I have searched the archives and saw several posts about lighting for a oceanic 30 gallon cube. I am getting one of these on Saturday (got on ebay, with stand for $180!) and I am trying to decide on the best lighting for it. I want the option to grow a wide variety of plants. I read about the 96 w powerquad fixture from coralife, but then someone had said the bulbs are so close together that you only really get about 50 w of light. That would not be sufficient if that is true. I read about a mh pendent light, but that the light may not reach the corners of the tank and would throw excess heat, both concerns. So, what experience does everyone have with these lights? I want to get the right thing so I don't end up spending double to replace lighting that isn't working out. I would also like to keep total spent for the lighting under $125 if possible.

Thanks for any and all advice!
Tina


----------



## niko (Jan 28, 2004)

I must have said that that fixture really looses a lot of light.

For $215 you may find and buy two of those fixtures. They look great, althought the fans are a bit noisy. But remember that a new bulb is at least $50.

I personally went the DIY way and the low profile hood that I built looks great on top of the cube. 3 x 36 watt CFs, total cost of everything $60 and minimal handywork. Let me know if you want pictures/explanations how to do it. 

--Nikolay


----------



## Rob G (Oct 19, 2004)

Niko, I think many of us would be interested in seeing photos and a description of your DIY fixture. Please post more information.


----------



## Talonstorm (Feb 16, 2005)

niko said:


> I personally went the DIY way and the low profile hood that I built looks great on top of the cube. 3 x 36 watt CFs, total cost of everything $60 and minimal handywork. Let me know if you want pictures/explanations how to do it.
> 
> --Nikolay


Hi Nikolay. I would love the pics and explanation on this. My dad is a big handyman (although he will probably want to strangle me for giving him another project) and can help me with this. Plus, it would save me some money as well! 

Thanks,
Tina


----------



## niko (Jan 28, 2004)

Detailed explanation here.

--Nikolay


----------



## SCMurphy (Jan 28, 2004)

If for some reason you have your heart set on the quad bulbs you can make it work, I used them over my 56 column tank. I took the AHSupply reflector for the 96 watt 2 bulb kit (linear bulbs) and cut it in half (i.e it was 36 inches long and now it's about 18 inches), then I got the quad bulbs from Hellolights. This set up takes full advantage of the quad bulb and the great reflectors that AHS has.
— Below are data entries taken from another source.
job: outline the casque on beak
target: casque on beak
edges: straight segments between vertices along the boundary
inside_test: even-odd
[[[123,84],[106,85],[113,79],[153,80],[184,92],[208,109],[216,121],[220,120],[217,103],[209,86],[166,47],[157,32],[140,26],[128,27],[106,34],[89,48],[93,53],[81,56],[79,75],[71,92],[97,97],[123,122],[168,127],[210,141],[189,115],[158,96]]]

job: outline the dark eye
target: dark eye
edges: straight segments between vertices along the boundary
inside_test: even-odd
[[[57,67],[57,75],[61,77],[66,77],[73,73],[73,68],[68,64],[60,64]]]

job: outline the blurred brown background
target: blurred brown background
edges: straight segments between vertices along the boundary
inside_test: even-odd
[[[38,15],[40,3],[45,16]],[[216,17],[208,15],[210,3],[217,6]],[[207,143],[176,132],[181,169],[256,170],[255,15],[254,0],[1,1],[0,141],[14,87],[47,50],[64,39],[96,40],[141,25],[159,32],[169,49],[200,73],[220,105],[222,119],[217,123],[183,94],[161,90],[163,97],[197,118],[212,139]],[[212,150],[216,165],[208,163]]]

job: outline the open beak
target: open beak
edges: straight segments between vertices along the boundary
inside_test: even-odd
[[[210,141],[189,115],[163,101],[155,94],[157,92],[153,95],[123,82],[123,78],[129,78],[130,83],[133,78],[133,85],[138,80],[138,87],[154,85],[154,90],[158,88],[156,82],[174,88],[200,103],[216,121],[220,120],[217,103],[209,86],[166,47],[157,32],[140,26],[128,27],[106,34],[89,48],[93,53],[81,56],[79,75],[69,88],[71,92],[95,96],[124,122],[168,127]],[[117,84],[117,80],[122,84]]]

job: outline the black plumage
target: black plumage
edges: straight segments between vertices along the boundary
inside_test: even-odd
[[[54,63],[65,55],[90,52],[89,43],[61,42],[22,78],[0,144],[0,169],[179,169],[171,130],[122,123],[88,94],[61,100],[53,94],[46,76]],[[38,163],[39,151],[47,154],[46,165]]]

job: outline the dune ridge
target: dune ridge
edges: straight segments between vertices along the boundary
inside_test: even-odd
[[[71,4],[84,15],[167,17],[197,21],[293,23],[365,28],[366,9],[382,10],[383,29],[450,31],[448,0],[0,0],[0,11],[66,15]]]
I built the canopy to suspend the lights over the tank so I can see in the tank while I'm working in it.

However, niko's set up will give you a very nice light spread in that tank for a reasonable amount of money and effort. So don't take this post as a knock against his design, it's just some more info.


----------



## niko (Jan 28, 2004)

Sean this is interesting, the reflector and the hanging. Could you show us a picture?

--Nikolay


----------



## SCMurphy (Jan 28, 2004)

I put the pictures of the 56 gallon tank in my album, including a picture of the light set up.


----------



## plantbrain (Jan 23, 2004)

I really like the HQI 150 w light over a 40 cube. 30 might be a tad much.

See them here, I got mine for 150$ with the bulb last year, nice looking lights ready to go.

http://www.aquaticeco.com/index.cfm/fuseaction/product.detail/iid/3777/cid/1120

176$ some for more than 3. 193 each.

I'd go with Nikolay's if cost is a bigger concern than appearance.

Also, if you want a neat set up that provide the best of both HQI and PC:

http://www.petsupplyliquidator.com/htm/mnu_ahoods.htm

If you do DIY to save $, may as well go with N's, it'll be hard to beat that but you can add the A&H's reflectors to it also for an upgrade. Not a bad idea really, then you get more out of the light.

Regards, 
Tom Barr


----------